# Clear PVC Pipe Supplier



## gear junkie (Jun 20, 2008)

Other than Grainger, anybody know of one? Looking for 3".


----------



## goob (Dec 29, 2008)

try mcmaster carr


----------



## Redwood (Sep 8, 2008)

Try...

http://www1.mscdirect.com/CGI/NNSRHM?cm_re=HomePage-_-SiteLogo-_-HomePage


----------



## Prscptn Plmbng (Feb 15, 2011)

Out here in San Diego we have Harrington plastics, look em up they may have one close to you


----------



## Prscptn Plmbng (Feb 15, 2011)

gear junkie said:


> Other than Grainger, anybody know of one? Looking for 3".


Are you getting into pipe lining?


----------



## ToUtahNow (Jul 19, 2008)

Prscptn Plmbng said:


> Are you getting into pipe lining?


I'm guessing Ben wants to watch/test his jetter nozzles.

Mark


----------



## Widdershins (Feb 5, 2011)

gear junkie said:


> Other than Grainger, anybody know of one? Looking for 3".


How much do you need?

Most manufactures will only ship in 10 foot lengths, which means ground/freight shipping only -- Very expensive in small consignments.

I needed some in varying sizes this last November to fabricate models and mock ups for a Code Compliance course I was teaching this last November, since I needed so little, I bought it from Grainger.
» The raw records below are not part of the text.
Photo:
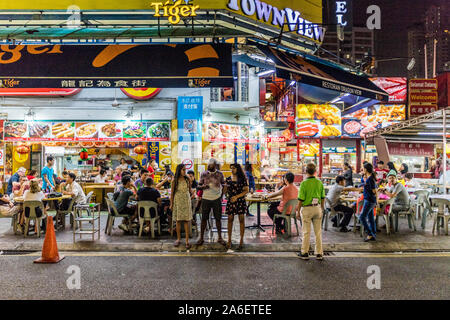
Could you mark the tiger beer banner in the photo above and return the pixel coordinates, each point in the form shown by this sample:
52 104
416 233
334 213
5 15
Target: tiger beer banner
116 66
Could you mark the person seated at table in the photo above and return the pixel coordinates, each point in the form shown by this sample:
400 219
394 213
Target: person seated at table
152 167
101 177
123 164
250 177
141 181
411 182
166 182
118 174
399 192
74 190
7 207
288 192
35 194
32 174
119 183
149 193
15 178
121 201
135 173
334 197
381 171
348 175
20 187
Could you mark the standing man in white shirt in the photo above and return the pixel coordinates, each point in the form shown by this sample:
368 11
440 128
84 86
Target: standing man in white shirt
74 189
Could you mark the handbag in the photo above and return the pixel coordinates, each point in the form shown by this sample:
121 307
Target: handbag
54 195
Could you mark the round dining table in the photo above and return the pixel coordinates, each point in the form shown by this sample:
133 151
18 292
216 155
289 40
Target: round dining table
260 198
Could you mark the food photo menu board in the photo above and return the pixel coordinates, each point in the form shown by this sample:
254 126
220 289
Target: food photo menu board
361 122
222 132
318 120
86 131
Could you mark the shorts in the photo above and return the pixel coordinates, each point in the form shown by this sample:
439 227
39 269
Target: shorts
128 210
215 205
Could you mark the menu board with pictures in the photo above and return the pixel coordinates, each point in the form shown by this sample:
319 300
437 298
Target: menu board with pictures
229 133
318 120
308 148
361 122
86 131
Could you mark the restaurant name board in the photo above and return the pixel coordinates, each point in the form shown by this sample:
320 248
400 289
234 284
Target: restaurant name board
116 66
411 149
396 87
277 17
423 96
86 131
175 11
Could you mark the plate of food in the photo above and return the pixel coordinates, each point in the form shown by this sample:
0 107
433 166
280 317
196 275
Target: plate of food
159 130
305 112
15 129
112 144
330 131
39 130
307 128
352 127
327 114
245 132
110 130
165 162
136 130
63 130
87 144
88 130
213 131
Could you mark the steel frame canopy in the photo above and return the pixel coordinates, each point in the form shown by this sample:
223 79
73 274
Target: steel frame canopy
429 128
33 26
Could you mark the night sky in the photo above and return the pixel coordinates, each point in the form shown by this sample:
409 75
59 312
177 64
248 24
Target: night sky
392 39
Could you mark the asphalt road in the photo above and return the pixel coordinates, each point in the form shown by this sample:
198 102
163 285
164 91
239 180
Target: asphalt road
226 276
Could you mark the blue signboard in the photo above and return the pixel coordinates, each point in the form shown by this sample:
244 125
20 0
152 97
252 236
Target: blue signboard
190 113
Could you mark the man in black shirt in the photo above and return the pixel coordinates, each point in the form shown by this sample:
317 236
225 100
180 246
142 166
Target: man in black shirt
148 193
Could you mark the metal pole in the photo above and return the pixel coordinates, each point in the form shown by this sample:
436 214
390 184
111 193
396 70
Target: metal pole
444 149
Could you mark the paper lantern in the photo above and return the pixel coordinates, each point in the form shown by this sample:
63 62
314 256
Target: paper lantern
140 149
23 149
84 155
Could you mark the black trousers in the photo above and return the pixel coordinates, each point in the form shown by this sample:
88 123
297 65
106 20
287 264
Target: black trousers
348 213
272 211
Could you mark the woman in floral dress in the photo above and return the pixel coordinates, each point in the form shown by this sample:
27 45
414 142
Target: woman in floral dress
180 203
236 188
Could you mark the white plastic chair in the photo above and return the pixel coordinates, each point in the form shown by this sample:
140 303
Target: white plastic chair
442 213
29 208
146 214
293 204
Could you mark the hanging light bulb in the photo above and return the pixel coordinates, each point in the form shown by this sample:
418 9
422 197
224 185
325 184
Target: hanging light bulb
29 116
129 117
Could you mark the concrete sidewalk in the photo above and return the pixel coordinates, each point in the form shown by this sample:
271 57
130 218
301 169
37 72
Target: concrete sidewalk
255 241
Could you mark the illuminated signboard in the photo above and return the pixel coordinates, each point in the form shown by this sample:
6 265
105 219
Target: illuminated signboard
343 13
278 17
175 10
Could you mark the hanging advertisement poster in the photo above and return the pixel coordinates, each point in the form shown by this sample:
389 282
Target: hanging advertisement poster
314 121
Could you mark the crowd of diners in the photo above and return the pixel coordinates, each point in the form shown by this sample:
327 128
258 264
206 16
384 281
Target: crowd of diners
180 197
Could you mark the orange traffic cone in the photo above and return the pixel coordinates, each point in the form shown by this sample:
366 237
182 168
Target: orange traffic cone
50 248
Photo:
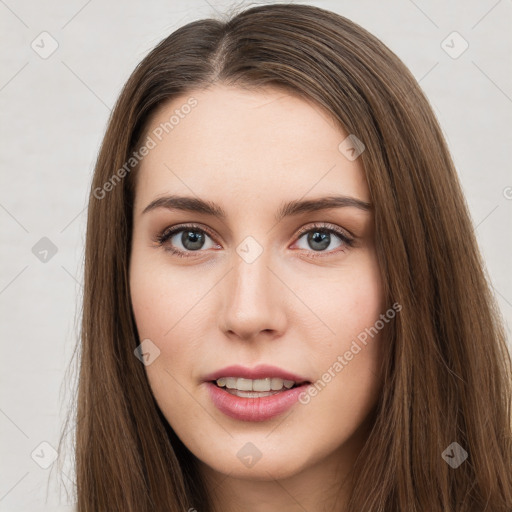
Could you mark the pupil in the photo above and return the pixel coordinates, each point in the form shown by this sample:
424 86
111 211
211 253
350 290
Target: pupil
323 240
192 240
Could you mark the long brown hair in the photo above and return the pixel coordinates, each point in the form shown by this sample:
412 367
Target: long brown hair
447 369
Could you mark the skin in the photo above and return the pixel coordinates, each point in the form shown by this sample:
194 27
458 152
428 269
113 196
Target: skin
249 151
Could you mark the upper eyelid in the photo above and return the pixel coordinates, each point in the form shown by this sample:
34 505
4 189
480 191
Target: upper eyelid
341 232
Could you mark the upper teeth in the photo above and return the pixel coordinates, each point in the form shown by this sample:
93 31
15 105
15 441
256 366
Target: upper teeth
267 384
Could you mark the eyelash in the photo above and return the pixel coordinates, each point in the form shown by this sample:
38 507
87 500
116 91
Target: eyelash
167 233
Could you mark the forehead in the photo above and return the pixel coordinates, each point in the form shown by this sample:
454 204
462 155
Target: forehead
249 144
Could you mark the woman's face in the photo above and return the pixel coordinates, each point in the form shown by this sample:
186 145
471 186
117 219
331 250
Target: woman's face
263 278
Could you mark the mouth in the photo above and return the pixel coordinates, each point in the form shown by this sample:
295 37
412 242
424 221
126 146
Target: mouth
256 388
254 400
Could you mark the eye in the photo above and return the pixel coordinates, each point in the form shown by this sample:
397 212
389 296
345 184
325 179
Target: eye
319 237
185 238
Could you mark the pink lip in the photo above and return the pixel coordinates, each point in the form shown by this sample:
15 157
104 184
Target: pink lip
258 372
254 409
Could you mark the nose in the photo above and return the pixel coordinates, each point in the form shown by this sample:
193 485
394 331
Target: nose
252 305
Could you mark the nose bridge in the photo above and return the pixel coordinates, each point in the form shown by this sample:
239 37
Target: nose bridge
251 300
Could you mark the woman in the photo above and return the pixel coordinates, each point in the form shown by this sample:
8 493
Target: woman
284 303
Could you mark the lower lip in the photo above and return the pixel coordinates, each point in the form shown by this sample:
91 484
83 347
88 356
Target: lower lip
254 409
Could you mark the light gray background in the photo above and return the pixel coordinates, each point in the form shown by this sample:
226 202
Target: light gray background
54 112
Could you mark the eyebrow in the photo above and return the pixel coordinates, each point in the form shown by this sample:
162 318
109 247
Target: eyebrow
196 205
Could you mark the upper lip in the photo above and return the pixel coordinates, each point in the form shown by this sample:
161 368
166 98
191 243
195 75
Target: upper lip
258 372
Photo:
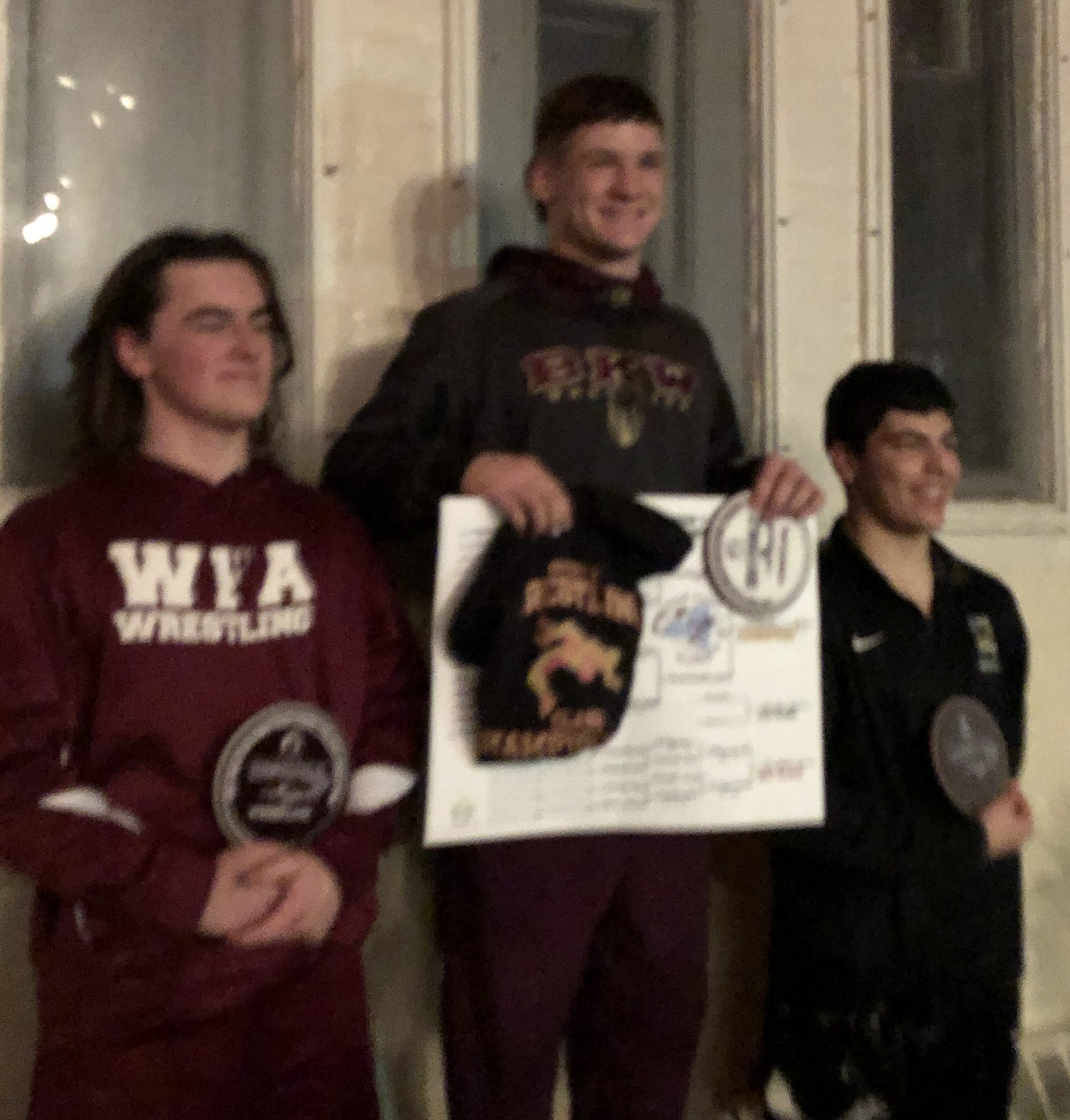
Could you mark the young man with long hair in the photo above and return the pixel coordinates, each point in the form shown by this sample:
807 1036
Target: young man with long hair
176 586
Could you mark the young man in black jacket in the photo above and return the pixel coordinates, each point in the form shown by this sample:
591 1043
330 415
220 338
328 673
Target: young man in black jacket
565 368
897 929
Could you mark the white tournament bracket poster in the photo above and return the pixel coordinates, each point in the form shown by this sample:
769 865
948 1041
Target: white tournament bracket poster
723 731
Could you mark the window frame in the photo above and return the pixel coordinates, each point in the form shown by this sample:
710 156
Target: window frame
1047 102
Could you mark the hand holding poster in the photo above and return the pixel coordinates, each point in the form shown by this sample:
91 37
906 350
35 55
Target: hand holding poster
723 728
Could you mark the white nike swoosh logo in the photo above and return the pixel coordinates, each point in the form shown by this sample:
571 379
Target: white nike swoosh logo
867 642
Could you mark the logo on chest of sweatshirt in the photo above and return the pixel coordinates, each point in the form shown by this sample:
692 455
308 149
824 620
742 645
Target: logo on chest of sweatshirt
163 583
985 643
630 383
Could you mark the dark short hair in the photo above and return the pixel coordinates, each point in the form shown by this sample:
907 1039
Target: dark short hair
591 99
108 402
869 391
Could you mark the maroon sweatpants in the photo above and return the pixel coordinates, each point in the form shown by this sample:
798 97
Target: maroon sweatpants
298 1051
596 941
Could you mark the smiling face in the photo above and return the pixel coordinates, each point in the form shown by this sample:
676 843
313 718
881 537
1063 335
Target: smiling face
603 193
208 361
908 473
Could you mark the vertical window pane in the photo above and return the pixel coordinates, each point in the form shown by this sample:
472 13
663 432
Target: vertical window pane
966 273
126 117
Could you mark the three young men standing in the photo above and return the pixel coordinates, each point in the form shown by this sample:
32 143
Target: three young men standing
181 584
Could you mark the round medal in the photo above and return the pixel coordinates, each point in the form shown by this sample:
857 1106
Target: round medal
969 754
284 775
758 568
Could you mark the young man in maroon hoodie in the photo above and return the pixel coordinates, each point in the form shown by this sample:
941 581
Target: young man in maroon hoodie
175 587
565 368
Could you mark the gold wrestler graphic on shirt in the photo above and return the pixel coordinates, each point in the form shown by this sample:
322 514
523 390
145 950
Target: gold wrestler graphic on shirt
284 775
758 568
570 665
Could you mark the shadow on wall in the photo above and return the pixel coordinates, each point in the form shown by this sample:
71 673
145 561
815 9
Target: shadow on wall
37 429
434 223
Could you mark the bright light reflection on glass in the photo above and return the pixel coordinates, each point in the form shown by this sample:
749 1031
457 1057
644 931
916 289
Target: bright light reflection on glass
43 227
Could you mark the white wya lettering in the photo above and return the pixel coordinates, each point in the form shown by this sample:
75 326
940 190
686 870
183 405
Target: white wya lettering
164 575
286 576
161 578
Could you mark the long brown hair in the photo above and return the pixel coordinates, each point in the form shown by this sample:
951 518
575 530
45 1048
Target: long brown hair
108 403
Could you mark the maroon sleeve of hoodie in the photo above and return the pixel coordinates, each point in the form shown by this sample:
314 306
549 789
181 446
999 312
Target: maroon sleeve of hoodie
387 669
65 836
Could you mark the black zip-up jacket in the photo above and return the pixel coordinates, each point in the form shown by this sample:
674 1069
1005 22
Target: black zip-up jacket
598 378
897 894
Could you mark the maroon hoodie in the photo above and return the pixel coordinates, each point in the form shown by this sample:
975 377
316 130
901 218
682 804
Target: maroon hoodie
146 614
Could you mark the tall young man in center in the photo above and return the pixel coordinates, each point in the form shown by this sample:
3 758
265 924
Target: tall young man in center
565 368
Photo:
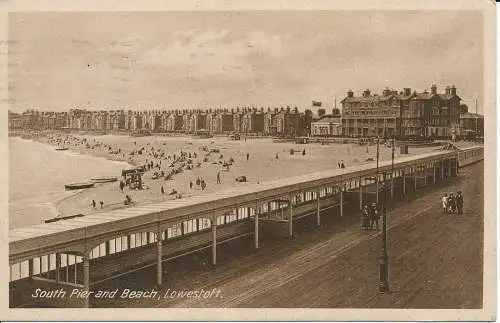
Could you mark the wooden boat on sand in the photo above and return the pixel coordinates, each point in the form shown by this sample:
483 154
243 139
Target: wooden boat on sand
104 179
79 186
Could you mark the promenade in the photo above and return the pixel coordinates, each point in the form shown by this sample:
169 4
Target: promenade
435 261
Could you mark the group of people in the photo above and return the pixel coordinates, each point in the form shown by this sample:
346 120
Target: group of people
369 217
453 204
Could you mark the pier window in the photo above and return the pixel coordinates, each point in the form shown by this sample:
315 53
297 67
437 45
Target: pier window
189 226
174 231
14 272
36 266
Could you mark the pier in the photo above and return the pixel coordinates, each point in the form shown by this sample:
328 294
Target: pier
89 250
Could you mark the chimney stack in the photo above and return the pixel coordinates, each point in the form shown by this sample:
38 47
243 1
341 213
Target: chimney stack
433 89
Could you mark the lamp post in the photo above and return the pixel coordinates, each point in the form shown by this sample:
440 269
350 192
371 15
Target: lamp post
376 177
383 286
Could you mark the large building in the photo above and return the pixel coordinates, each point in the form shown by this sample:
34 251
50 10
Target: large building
405 113
471 124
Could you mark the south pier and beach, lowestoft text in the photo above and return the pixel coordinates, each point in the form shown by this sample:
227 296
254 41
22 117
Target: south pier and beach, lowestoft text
78 293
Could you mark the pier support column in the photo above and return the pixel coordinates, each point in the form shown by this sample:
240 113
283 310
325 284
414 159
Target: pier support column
256 223
86 278
404 183
415 178
107 247
290 217
341 202
442 169
392 185
159 259
360 195
58 267
318 216
30 268
214 243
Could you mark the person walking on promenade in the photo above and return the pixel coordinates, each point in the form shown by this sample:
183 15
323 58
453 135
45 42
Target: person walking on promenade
365 218
444 201
460 203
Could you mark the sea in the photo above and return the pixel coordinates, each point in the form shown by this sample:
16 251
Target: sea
38 173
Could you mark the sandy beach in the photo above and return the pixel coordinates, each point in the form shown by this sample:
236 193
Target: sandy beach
266 161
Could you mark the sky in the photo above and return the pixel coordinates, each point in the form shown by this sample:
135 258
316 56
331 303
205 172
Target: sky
169 60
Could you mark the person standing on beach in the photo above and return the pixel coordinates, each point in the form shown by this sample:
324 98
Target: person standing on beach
460 203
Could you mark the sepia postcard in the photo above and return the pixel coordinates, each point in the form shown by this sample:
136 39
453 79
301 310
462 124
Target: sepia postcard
258 160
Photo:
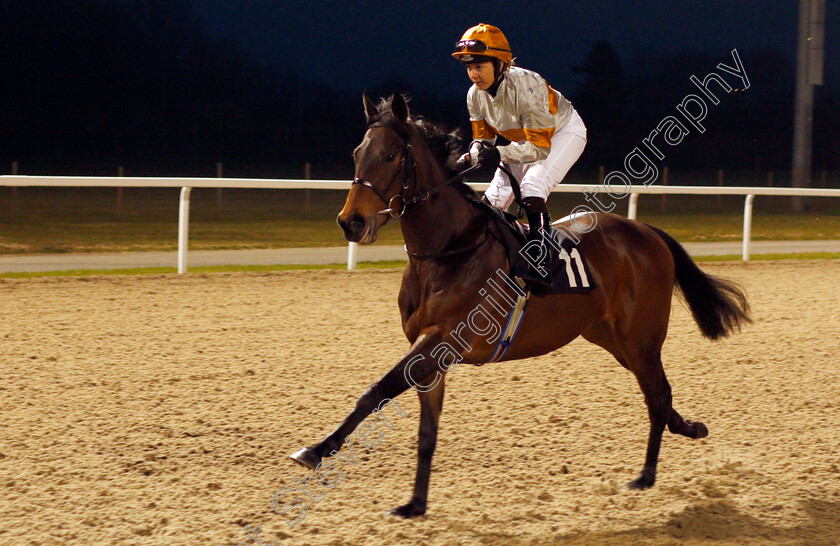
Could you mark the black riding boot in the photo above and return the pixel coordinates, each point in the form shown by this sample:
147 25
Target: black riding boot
540 257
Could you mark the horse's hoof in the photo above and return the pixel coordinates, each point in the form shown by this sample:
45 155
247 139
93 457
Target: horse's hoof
410 510
306 457
644 481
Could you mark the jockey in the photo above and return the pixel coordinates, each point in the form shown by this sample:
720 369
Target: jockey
546 134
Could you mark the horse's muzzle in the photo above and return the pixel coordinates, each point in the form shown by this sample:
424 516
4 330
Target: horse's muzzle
353 226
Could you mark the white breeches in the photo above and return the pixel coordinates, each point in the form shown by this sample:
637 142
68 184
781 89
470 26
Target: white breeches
538 178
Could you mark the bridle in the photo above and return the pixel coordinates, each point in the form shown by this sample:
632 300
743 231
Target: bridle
407 166
399 203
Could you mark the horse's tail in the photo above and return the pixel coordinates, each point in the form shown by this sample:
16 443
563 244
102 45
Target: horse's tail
719 306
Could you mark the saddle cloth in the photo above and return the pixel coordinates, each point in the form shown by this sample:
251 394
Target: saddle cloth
570 272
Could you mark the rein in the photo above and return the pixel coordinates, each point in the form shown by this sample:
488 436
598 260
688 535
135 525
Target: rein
407 166
419 196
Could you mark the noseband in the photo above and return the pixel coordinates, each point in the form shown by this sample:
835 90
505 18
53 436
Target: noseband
398 204
399 198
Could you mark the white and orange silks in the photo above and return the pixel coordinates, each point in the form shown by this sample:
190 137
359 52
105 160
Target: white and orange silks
547 135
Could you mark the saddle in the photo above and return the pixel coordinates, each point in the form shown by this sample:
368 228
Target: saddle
569 273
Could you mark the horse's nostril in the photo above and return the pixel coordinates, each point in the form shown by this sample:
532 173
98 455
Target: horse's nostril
356 223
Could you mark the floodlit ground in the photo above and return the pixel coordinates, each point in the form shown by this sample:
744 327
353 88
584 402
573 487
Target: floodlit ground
162 410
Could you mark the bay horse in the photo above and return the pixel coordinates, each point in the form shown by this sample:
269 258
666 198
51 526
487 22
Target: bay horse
402 164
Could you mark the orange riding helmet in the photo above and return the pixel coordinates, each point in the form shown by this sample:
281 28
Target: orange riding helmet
483 40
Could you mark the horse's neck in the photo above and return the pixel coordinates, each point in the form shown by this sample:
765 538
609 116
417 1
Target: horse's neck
444 220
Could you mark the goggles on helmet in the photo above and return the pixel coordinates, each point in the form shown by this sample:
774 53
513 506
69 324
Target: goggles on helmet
475 46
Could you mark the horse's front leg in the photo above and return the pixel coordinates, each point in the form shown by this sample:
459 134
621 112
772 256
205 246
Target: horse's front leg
431 405
393 383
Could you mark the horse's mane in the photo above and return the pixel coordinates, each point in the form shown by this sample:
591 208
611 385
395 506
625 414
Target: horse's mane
446 146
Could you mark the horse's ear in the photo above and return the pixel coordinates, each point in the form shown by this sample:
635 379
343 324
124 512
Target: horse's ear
399 107
370 109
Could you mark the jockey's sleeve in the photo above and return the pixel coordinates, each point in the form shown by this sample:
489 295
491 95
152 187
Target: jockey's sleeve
538 123
481 130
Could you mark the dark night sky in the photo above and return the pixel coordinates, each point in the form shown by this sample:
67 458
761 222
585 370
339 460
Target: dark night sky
359 44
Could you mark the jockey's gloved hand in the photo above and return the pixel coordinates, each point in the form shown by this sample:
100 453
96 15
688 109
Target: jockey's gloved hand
474 155
488 155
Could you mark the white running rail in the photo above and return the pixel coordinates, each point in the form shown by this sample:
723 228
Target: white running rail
186 185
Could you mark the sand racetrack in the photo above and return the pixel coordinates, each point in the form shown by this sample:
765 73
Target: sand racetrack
162 410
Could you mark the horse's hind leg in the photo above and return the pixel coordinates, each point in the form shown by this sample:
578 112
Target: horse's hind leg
651 377
431 406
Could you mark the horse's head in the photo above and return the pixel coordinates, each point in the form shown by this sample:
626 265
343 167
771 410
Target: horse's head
383 168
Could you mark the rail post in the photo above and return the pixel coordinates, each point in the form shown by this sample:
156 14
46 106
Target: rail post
219 174
633 206
183 229
351 256
120 174
13 200
745 255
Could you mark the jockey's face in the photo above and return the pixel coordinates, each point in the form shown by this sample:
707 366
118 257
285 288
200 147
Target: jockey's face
481 74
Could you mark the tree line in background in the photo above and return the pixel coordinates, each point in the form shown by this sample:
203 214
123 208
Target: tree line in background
88 85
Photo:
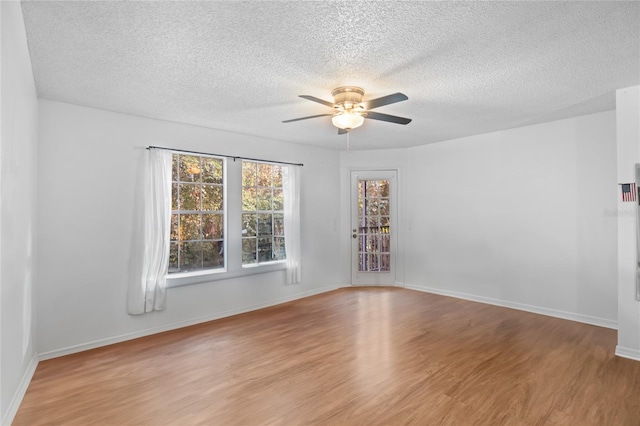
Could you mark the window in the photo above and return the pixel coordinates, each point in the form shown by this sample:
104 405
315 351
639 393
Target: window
197 214
262 213
227 218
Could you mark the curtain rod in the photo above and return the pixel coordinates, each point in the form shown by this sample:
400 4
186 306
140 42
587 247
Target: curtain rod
226 156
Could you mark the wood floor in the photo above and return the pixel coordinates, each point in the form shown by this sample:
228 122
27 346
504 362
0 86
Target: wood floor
370 356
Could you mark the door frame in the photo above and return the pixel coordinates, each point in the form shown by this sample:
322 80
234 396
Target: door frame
378 173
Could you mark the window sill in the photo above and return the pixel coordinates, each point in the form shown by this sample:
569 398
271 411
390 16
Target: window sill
199 277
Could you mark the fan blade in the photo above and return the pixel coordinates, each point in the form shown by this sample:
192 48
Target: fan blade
385 100
387 117
306 118
318 100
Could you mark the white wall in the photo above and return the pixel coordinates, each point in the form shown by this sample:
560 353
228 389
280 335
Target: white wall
86 190
19 167
518 218
628 142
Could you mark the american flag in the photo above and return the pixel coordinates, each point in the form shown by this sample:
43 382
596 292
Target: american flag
628 191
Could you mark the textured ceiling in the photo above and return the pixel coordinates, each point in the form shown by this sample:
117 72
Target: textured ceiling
467 67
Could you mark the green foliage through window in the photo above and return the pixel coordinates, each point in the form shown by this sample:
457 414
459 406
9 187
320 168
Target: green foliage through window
197 214
262 213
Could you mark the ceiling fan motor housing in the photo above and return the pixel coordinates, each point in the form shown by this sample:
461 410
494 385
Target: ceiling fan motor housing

They branch shipped it from another property and saved me a great deal of money.


----------



## Prscptn Plmbng (Feb 15, 2011)

ToUtahNow said:


> I'm guessing Ben wants to watch/test his jetter nozzles.
> 
> Mark


"no flow" which I like to call Nu Flow, used it all the time for demos, marketing and testing...

Prescription Plumbing Inc 
P.O.Box 6378 
Oceanside, CA 92502


----------



## gear junkie (Jun 20, 2008)

Went through grainger, 2" was 42 and 3" was 89. Both pieces were 8'.


----------



## ToUtahNow (Jul 19, 2008)

gear junkie said:


> Went through grainger, 2" was 42 and 3" was 89. Both pieces were 8'.



sooooo......are you saying I have to wait tell I see you at dinner Sunday to find out what you are doing?

Marl


----------



## drtyhands (Aug 16, 2008)

ToUtahNow said:


> sooooo......are you saying I have to wait tell I see you at dinner Sunday to find out what you are doing?
> 
> Marl


 I guess we're second hat.I couldn't get a hold of him last night to find out if he got the job you refered him to.Found out he was on the phone all night with his "Other" friend.
Guess it's Sunday for us.


----------